«

»

Now Microsoft has raised the bar on transparency it’s time for governments to stop living in the past

online internet graphics image

By Simon Davies

Yesterday Microsoft published a breakdown of more than 75,000 requests issued to the company last year by law enforcement agencies for access to information about its customers.

(The report) highlights both an emerging transparency gap between companies and agencies and an imminent privacy issue of vast proportions.

The new data provides important insights into the nature of data being sought by police and other bodies. It also highlights both an emerging transparency gap between companies and agencies and an imminent privacy issue of vast proportions.
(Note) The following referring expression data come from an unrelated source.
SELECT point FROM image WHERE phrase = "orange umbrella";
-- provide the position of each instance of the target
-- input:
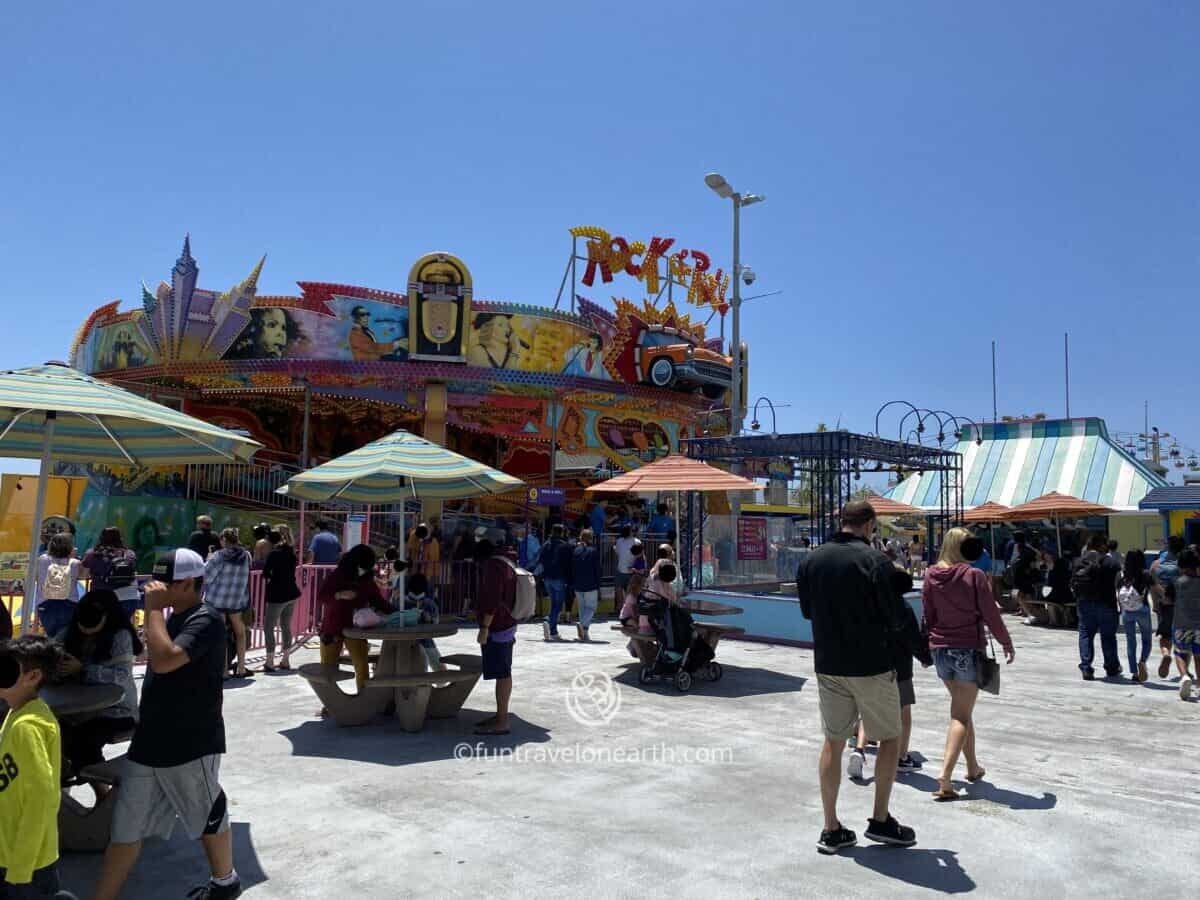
(1055, 505)
(987, 514)
(675, 473)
Police, security and other entities routinely approach companies to access stored data about customers. In 2012 Microsoft and Skype received a combined 75,378  such requests for customer information, which potentially involved data from 137,424 accounts from services such as Hotmail, SkyDrive, Outlook.com, Xbox LIVE and Skype. This 6:10 ratio of requests to targeted accounts is roughly comparable to other industry figures.
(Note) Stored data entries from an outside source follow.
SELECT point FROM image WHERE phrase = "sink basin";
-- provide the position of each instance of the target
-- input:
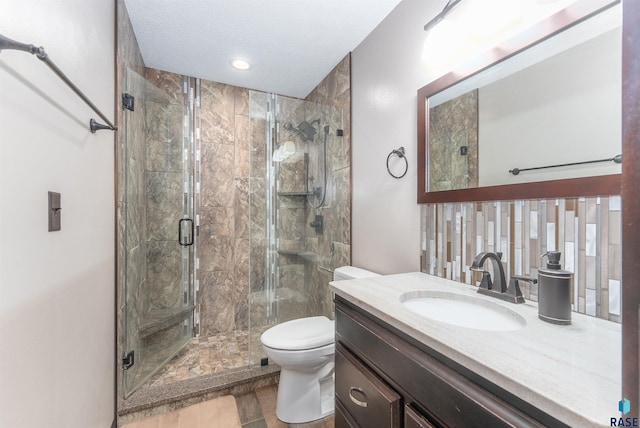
(462, 310)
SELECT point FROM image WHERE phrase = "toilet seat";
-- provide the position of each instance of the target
(300, 334)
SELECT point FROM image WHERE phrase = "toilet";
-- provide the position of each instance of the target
(304, 349)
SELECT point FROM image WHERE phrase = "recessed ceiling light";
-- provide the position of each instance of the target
(240, 64)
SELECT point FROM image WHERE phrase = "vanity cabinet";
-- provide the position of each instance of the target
(386, 379)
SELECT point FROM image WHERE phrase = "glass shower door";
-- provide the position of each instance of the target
(158, 237)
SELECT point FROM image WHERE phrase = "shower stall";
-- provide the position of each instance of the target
(299, 202)
(236, 213)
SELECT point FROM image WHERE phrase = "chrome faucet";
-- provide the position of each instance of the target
(497, 287)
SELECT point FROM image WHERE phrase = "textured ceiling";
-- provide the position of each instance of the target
(291, 44)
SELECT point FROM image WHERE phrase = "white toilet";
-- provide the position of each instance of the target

These requests – or demands – are often channeled through warrants, court orders or subpoenas. In many cases – conscious of legal and ethical constraints – agencies will specify primary “non content” transactional data such as usernames, e-mail addresses, gender, geographic location, IP addresses and dates and times of online traffic rather than the secondary content such as the body of messages which often carry a higher legal test for disclosure. There’s a growing awareness among prescient companies that this covert disclosure process needs the disinfectant of sunshine. The majority of companies however have failed to grasp why transparency will be crucial to public trust.

There’s a growing awareness among prescient companies that this covert disclosure process needs the disinfectant of sunshine. The majority of companies however have failed to grasp why transparency will be crucial to public trust.
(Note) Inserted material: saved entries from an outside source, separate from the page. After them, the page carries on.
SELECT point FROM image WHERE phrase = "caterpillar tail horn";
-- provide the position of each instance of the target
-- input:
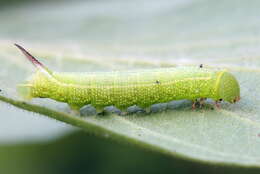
(25, 89)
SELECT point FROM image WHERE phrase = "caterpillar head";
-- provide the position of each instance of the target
(228, 88)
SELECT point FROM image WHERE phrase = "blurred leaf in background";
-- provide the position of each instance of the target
(117, 35)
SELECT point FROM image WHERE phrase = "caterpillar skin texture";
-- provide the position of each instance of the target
(123, 89)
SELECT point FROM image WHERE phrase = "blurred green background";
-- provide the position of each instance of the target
(33, 144)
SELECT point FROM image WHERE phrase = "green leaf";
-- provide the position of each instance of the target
(223, 34)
The Microsoft figures produced a few surprises. First among these for me was the finding that over eighteen percent of requests were rejected, either because of concerns over procedure and legality, or because no data were found. This raises disquieting questions over the competence of the agencies making such requests.

A second notable conclusion was that Microsoft received only eleven requests relating to Enterprise customers, most of which the company rejected or diverted. It would be interesting to read further analysis of this situation. Interestingly, no content data was released by Skype.

Microsoft’s analysis follows the publication of transparency reports by companies such as Twitter, however the company’s contribution is deceptively significant. Because of its size and nature Microsoft could inadvertently trigger pressure on financial institutions, retail chains and communications companies to follow suit. Microsoft is a geographically far reaching organisation with a ubiquitous physical presence and an established and complex disclosure regime. In the light of its transparency initiative giant global institutions such as banks – which have similar dynamics – may find it hard to justify maintaining secrecy.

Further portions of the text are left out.